With r+ mode the pointer is placed at the beginning of the file. Calling f.readlines() will return all the data in the file.

Link to post
Share on other sites

Some observations:

 

ENTER can be made up of TWO bytes / TWO characters.

 

In Windows, ENTER is  CR LF  or \r \n  -- CR is short for CARRIAGE RETURN (move cursor to beginning of line), LF is short for LINE FEED  (advance one line).

 

In Linux, ENTER is just LF  or \n  - basically Linux assumes that if the document says advance one line, you also mean to "snap" the write position to the left, start of line.

 

In very old Macs, they used to use only CR  / \r  (OS9 and before), and after that they tend to use the Linux convention ( LF  \n )

 

When you use .readline()  to read a single line,  by default Python will look for ENTER in whatever form it could be, and if there's both characters  CR and LF (  \r \n ) Python will remove the \r  and put only \n  at the end of the string.

When you use writeline() , Python will read a constant that varies depending on operating system  os.linesep  and replace that \n at the end with \r \n on \n

 

So for example, if you open a text file created in Windows and read it line by line using readline and write these lines directly to another file, you may not get an identical copy of the original file, because Python has stripped those  CR  (\r) characters from the end of that line you read.

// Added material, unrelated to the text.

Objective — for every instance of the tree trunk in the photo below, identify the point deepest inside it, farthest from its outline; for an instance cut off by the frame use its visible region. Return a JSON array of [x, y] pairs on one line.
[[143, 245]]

If you open a text file made in Windows which uses \r\n but you run Python under Linux, then writeline will write \n.  If you run Python under Windows, in Windows the os.linesep will be \r\n so Python writeline will replace \n at the end with \r\n

 

You can tell Python to only consider some combinations as new line when you use the open function, see  https://docs.python.org/3/library/functions.html#open

 

open(file, mode='r', buffering=- 1, encoding=None, errors=None, newline=None, closefd=True, opener=None)

 

newline controls how universal newlines mode works (it only applies to text mode). It can be None, '', '\n', '\r', and '\r\n'. It works as follows:

  • When reading input from the stream, if newline is None, universal newlines mode is enabled. Lines in the input can end in '\n', '\r', or '\r\n', and these are translated into '\n' before being returned to the caller. If it is '', universal newlines mode is enabled, but line endings are returned to the caller untranslated. If it has any of the other legal values, input lines are only terminated by the given string, and the line ending is returned to the caller untranslated.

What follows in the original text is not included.